MISFEASANCE SECTION 212 INSOLVENCY ACT 1986

The claim:

  • in broad terms, misfeasance is a claim triggered by a breach of the duties held by directors listed in sections 171-177 of the Companies Act 2006, and is a very wide claim. It is usually brought together with a claim for wrongful or fraudulent trading;
  • it is unlikely to succeed if individuals can demonstrate that they acted reasonably and honestly and it would be fair to excuse them from liability. It does not require a positive act and failing to act may be used as evidence against directors;
  • it can be brought against a wide range of defendants including former directors and anyone involved in the management of the company’s affairs – you can be at risk even if not a formal director.

The penalty:
If found liable for misfeasance, the defendant can be ordered to:

  • repay any misappropriated money or property to the company, with interest; and/or
  • compensate the company by way of contribution to the company's assets.
FRAUDULENT TRADING SECTION 213 AND 246ZA INSOLVENCY ACT 1986 AND SECTION 993 COMPANIES ACT 2006

The claims

  • fraudulent trading is a criminal offence and carries criminal sanctions;
  • it is also a civil claim under section 213 if the business of the company was found to have been carried out with the intent to defraud creditors, defraud creditors of any other person or business, or for another fraudulent purpose;
  • it does require an element of dishonesty, unlike wrongful trading, and there is no defence available.

The penalty:

  • if found liable, the individual must compensate for the loss caused by the fraud, and the court’s powers here are wide.

Director disqualification

Administrators and liquidators must report to the Insolvency Service on the conduct of all directors who have held office in the three years preceding the insolvency.
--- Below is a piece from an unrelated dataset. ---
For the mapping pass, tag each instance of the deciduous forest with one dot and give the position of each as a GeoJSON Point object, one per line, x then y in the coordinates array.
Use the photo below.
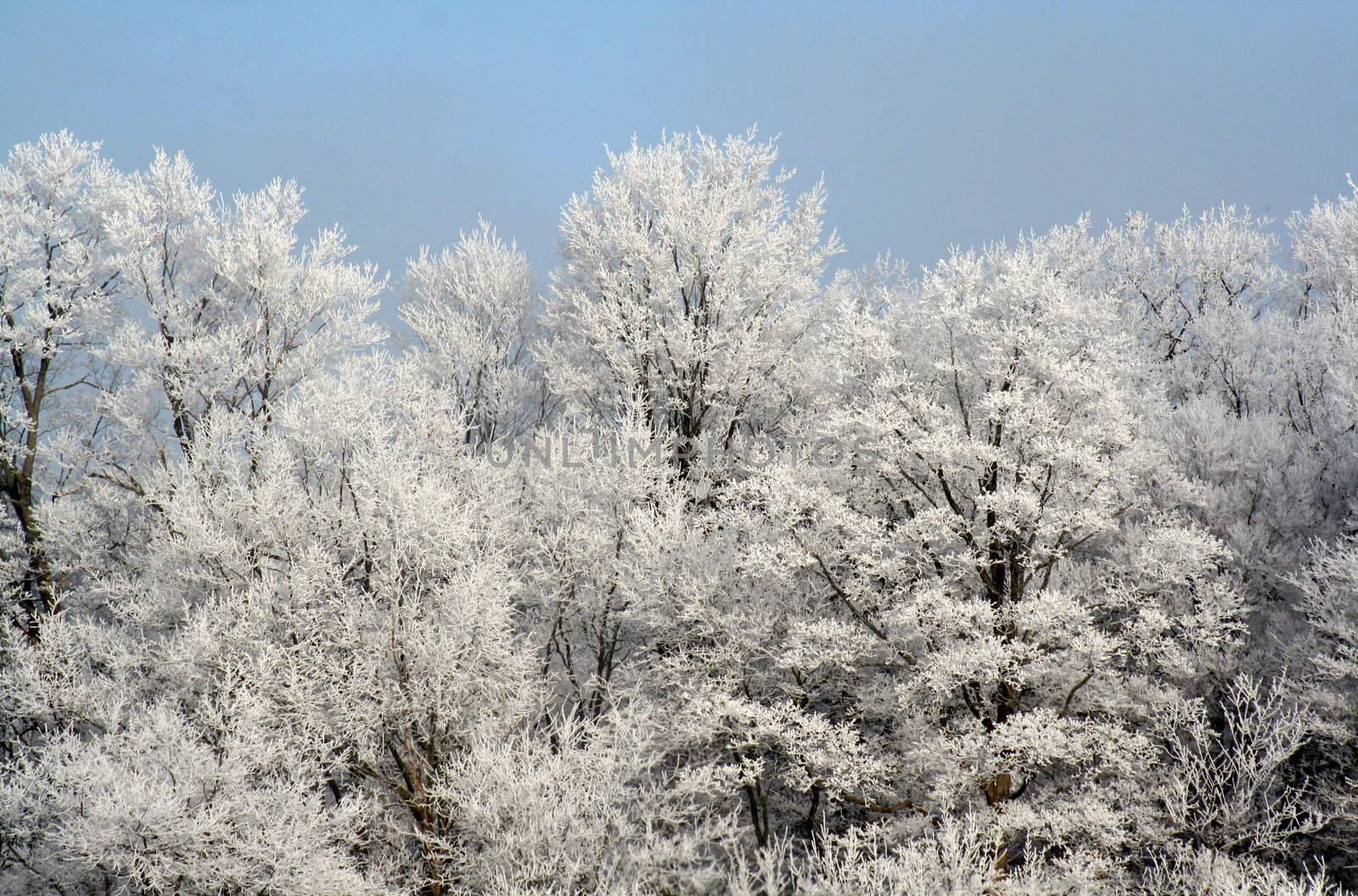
{"type": "Point", "coordinates": [1031, 570]}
A negative report can lead to the individual being disqualified as a director, and the conduct which can lead to a negative report is very wide.

If a disqualification order is made, that individual can be disqualified from being a director of, or being involved in any way with the promotion, formation or management of a company without the court’s permission for up to 15 years.

What action can directors take now to mitigate the risk?

Identify the level of risk and, as a board, formulate a strategy for approaching the problem.

Hold and minute regular board meetings, and do so with professional assistance; board minutes form a primary way of demonstrating that you considered and assessed all risks and decisions in the correct way and acted diligently and reasonably in doing so. Their correct formation is crucial.

Seek advice: insolvency lawyers and insolvency practitioners can guide you as to what steps you need to take, both procedurally and practically, to protect your position as a director.